When the Meta Quest Pro was launched last month, it was clear it was a “kitchen sink” virtual reality (VR) headset that had the latest processors and biggest amount of memory. That kind of performance, however, would cost a grand US$1,499.99.
Now, if you consider the price of smartphones, which have some similar computing hardware, the price is still in the same ballpark in terms of cost.
Yet, the price of VR headsets remains an issue. It’s much harder to convince people to part with the same money they’d spend on an iPhone to jump into a new thing like VR.
The first problem is unfamiliarity. Despite being around for years now, with hundreds of games and videos, VR is still seen as something futuristic, if not “virtually ridiculous” because the headsets often look clunky, if not downright uncomfortable.
Speaking of comfort, one issue for VR to overcome is the idea of putting on these headsets for hours on end.
Are they comfortable, say, for a long virtual meeting in the metaverse, as Meta and other VR proponents believe is the future?
Or would you spend hours in that gear roaming a virtual game world filled with zombies and other adversaries, as entertainment companies like Sony envision?
For that answer, consider the weight of headsets today. Notably, Meta doesn’t state the weight of the Quest Pro on its product page, but a quick check tells you it’s 722g, which is heavier than the earlier Quest 2’s 503g.
Now, I haven’t tried the Quest Pro, so I can’t say if it’s heavy. However, I’ve managed to put on a rival product – the Pico 4, an entry-level VR headset from ByteDance, the folks behind TikTok, that is a lot lighter at just 295g.
The Pico 4 actually feels fine for use for at least an hour – it was a slight case of vertigo that got me to take the headset off after my first tryout.
In other words, the lightweight VR headset has solved one persistent bugbear for VR headsets – the heft that usually comes with a large battery.
More efficient battery life, plus the use of “pancake” lenses in recent VR headsets like the Pico 4, have made it possible to project brighter images with less distortion and also enable slimmer, more portable designs.
Considering the Pico 4 also runs wirelessly, you get a relatively comfortable experience, unlike early VR headsets that had you tethered to a PC or game console. It is also a standalone unit, like modern headsets such as the Quest Pro.
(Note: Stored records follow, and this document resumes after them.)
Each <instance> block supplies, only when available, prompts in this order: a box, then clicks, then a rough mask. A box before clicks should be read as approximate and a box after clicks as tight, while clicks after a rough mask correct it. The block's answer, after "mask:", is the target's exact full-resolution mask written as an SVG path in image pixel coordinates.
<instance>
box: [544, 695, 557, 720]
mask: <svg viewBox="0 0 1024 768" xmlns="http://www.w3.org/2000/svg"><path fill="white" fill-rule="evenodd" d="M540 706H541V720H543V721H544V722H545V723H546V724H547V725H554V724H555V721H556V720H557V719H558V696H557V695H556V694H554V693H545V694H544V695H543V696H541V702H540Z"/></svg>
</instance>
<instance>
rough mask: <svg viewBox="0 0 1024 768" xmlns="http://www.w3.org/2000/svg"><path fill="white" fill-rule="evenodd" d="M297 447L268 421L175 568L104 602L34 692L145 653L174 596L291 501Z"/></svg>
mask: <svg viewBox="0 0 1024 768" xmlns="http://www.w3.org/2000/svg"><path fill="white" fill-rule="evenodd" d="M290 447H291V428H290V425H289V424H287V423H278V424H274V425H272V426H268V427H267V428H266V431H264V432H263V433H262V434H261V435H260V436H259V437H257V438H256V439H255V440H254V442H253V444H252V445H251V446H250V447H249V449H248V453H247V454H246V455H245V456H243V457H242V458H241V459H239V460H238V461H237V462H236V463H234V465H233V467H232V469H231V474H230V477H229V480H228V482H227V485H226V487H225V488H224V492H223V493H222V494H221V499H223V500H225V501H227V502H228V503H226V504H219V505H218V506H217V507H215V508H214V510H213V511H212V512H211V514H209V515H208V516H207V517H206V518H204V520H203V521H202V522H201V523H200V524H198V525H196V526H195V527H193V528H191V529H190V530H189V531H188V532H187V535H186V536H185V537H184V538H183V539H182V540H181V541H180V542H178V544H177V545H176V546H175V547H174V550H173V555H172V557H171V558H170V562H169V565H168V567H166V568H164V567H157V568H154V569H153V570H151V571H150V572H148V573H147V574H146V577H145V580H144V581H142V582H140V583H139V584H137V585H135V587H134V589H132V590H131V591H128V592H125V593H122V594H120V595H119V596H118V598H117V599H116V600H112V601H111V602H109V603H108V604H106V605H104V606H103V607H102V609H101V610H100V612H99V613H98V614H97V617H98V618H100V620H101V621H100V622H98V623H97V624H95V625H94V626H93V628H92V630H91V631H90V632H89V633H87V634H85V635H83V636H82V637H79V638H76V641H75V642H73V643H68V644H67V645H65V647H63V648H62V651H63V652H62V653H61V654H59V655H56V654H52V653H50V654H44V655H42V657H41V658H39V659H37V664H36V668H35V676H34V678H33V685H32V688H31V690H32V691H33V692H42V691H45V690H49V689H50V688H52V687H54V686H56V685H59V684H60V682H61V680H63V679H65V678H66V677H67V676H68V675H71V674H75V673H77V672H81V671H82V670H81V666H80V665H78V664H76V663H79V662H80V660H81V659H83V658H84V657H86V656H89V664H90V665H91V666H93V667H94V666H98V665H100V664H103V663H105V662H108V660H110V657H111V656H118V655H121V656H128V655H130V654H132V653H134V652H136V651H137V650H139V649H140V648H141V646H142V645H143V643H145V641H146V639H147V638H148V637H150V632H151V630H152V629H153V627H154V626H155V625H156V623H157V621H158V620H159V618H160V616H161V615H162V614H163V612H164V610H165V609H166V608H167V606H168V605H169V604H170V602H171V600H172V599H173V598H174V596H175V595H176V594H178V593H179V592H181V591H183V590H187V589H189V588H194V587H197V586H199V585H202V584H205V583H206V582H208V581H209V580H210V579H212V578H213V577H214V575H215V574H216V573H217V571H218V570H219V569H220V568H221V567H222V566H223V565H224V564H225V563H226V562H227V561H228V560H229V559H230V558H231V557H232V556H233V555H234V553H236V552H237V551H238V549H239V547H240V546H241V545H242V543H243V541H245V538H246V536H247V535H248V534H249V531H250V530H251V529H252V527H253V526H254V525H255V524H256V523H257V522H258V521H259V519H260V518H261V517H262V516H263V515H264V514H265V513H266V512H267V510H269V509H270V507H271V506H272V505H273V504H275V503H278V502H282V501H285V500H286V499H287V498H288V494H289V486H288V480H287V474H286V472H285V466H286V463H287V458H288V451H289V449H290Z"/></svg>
What will also get hopes up for those who see VR as the future is the price of the Pico 4. It costs just S$499, which is what you’d pay for a mid-range graphics card or a mid-range phone.
Competing with the Pico 4 is Meta’s Quest 2, which costs from US$349.99 (S$481). With the lower price and lighter weight, both are VR headset models that will drive more adoption from one early adopter group – gamers.
These are the folks who gladly spend hundreds and thousands on the latest gaming peripherals. The promise of a totally new immersive experience might be more persuasive to them than telling work-from-home folks they have to put on a headset to meet their bosses or customers in a VR world.
Gamers are also the users that could help explain to others what the fuss is all about over VR. Just like jumping into the War of Warcraft the first time, only when you’ve played the game would you get what VR is about.
It is something that has to experienced, with the images beamed so close to your eyes you think they are in 3D space all around you. No amount of advertising is as good at converting people as letting them try it out, say, at a friend’s prompting.
Though VR headset shipments are set to grow this year to reach 13.9 million units, up 26.6 per cent from last year, the coming year is the crucial one for the technology to take off, according to research firm IDC
All eyes are on Apple, with many awaiting its first headset next year, though even that is likely to appeal to a small audience of early adopters and Apple fans, noted IDC’s research director Ramon Llamas.
This brings us back to that leap of faith, as it were, that’s needed for VR to get off the ground.
In recent months, it seems manufacturers have overcome earlier problems by coming up with lightweight, wireless and relatively comfortable headsets that are superior to those a few years ago. Now, they have to convince users.
Earlier this week, when I took off the Pico 4 headset recently from trying it out, I felt something familiar from the past. It was the initial feeling of playing my first Wolfenstein or Doom 3D first-person shooter.
Exhilarated yet a little disoriented from staring too hard at a screen and completely sucked into an immersive world, I had wanted more time in it. Now, I wonder if VR will have the same effect on those trying it out for the first time.